Dollar
- Value: 1 United States dollar
- Mass: 26.73 g
- Diameter: 38.1 mm (1.5 in)
- Thickness: 2.77 mm (0.109 in)
- Edge: Reeded
- Composition: 90% Ag 10% Cu
- Years of minting: 2010
- Catalog number: KM# 480

Obverse
- Design: Depicts a Cub Scout in the foreground with a Boy Scout and a female Venturer in the background saluting. Inscriptions: CONTINUING THE JOURNEY, 1910, 2010, IN GOD WE TRUST and LIBERTY.
- Designer: Donna Weaver

Reverse
- Design: Features the Boy Scouts of America's universal emblem. Inscriptions: BOY SCOUTS OF AMERICA, BE PREPARED, E PLURIBUS UNUM and ONE DOLLAR.
- Designer: Jim Licaretz

= Boy Scouts of America Centennial silver dollar =

On May 16, 2008, in a vote of 403-8, the United States House of Representatives passed H.R. 5872, the Boy Scouts of America Centennial Commemorative Coin Act.
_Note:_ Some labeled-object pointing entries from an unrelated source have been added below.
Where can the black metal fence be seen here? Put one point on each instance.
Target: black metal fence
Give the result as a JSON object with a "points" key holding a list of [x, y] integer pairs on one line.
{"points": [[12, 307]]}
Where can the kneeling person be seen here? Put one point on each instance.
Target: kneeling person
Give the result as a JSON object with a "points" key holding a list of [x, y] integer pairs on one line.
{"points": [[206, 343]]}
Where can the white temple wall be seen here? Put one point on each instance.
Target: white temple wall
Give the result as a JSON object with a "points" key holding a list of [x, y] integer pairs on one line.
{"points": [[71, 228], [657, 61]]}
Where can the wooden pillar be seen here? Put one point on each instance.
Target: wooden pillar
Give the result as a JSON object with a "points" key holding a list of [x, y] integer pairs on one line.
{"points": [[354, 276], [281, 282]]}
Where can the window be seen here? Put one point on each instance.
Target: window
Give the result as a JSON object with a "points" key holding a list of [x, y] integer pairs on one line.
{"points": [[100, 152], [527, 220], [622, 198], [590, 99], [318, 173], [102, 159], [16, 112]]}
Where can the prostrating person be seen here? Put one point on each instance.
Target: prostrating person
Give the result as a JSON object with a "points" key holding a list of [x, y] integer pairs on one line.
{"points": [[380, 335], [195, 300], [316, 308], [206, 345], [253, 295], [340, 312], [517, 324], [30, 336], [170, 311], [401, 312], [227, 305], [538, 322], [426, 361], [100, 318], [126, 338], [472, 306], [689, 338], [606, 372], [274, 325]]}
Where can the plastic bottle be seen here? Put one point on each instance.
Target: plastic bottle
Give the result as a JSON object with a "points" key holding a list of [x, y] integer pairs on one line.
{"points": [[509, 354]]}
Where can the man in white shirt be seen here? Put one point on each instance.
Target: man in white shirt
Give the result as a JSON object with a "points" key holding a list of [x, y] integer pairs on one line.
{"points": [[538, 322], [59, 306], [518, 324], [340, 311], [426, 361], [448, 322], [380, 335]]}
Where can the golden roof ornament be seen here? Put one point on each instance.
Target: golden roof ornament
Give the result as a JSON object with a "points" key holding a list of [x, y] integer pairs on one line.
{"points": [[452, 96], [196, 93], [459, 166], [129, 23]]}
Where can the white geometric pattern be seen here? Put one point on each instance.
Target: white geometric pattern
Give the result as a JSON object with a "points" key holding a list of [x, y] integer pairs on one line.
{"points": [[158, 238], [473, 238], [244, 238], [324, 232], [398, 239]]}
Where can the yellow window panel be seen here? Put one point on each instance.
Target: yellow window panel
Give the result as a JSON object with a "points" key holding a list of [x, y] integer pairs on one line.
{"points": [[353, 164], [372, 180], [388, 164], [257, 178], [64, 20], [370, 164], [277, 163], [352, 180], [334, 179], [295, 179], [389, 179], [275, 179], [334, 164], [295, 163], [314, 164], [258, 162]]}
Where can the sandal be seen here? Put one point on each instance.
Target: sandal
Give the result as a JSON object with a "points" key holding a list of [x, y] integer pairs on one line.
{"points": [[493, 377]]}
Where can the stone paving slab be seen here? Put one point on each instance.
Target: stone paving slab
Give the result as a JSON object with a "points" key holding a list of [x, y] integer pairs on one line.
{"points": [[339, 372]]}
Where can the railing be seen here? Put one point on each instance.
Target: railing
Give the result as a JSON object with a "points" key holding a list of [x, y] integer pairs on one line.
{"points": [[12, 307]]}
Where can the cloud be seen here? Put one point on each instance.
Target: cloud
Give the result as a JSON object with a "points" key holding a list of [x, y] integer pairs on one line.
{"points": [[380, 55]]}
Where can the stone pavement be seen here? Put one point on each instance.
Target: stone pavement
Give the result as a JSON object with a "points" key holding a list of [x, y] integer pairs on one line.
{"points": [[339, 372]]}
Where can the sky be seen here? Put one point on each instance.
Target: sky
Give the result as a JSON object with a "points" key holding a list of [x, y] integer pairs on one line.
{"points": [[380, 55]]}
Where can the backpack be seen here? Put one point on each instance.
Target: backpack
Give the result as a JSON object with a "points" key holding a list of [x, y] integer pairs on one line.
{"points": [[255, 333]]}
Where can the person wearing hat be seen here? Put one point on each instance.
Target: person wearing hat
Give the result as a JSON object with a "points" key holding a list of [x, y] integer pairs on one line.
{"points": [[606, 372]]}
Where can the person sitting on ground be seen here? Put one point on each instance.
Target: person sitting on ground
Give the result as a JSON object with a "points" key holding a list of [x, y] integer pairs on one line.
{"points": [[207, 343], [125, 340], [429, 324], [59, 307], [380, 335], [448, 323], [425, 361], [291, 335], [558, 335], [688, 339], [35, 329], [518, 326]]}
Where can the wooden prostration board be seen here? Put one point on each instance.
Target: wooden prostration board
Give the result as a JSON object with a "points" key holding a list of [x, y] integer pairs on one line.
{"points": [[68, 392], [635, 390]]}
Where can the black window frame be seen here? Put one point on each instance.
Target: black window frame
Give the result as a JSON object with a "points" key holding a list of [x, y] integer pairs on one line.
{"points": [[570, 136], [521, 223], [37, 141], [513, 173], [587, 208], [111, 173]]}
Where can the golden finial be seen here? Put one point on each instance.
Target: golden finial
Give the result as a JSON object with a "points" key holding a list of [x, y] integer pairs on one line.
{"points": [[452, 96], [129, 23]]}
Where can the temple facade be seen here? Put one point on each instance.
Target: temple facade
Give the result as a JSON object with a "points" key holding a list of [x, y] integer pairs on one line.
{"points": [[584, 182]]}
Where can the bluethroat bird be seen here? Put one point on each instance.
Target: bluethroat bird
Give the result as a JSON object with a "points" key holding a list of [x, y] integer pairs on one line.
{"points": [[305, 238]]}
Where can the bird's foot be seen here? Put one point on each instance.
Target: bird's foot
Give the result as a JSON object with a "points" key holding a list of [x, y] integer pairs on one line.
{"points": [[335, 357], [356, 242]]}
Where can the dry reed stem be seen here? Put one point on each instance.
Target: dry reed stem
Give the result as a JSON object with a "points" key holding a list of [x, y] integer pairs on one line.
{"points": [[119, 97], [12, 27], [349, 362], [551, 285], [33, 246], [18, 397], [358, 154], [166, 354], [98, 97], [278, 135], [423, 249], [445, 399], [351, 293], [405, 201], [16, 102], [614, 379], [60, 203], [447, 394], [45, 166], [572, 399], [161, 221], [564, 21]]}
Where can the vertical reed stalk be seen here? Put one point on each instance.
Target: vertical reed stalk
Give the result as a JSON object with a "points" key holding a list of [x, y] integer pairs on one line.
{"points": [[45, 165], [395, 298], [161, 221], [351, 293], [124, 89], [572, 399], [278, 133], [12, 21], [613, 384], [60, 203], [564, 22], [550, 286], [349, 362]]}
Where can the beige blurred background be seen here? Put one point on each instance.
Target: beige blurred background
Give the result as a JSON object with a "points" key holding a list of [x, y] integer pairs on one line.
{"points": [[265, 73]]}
The legislation included the following information:

The Congress finds as follows:
1. The Boy Scouts of America will celebrate its centennial on February 8, 2010.
2. The Boy Scouts of America is the largest youth organization in the United States, with 3,000,000 youth members and 1,000,000 adult leaders in the traditional programs of Cub Scouts, Boy Scouts, and Venturing.
3. Since 1910, more than 111,000,000 youth have participated in Scouting's traditional programs.
4. The Boy Scouts of America was granted a Federal charter in 1916 by an Act of the 64th Congress, which was signed into law by President Woodrow Wilson.
5. In the 110th Congress, 248 members of the House of Representative and the Senate have participated in Boy Scouts of America as Scouts or adult leaders.
6. The mission of the Boy Scouts of America is 'to prepare young people to make ethical and moral choices over their lifetimes by instilling in them the values of the Scout Oath and Law'.
7. Every day across our Nation, Scouts and their leaders pledge to live up the promise in the Scout Oath–'On my honor I will do my best, To do my duty to God and my country and to obey the Scout Law; To help other people at all times; To keep myself physically strong, mentally awake, and morally straight'–and the Scout Law, according to which a Scout is 'Trustworthy, Loyal, Helpful, Friendly, Courteous, Kind, Obedient, Cheerful, Thrifty, Brave, Clean, and Reverent'.
8. In the past 4 years alone, Scouting youth and their leaders have volunteered more than 6,500,000 hours of service to their communities through more than 75,000 service projects, benefiting food banks, local schools, and civic organizations.

The bill was signed into law on October 8, 2008 by President George W. Bush (Public Law 100-363).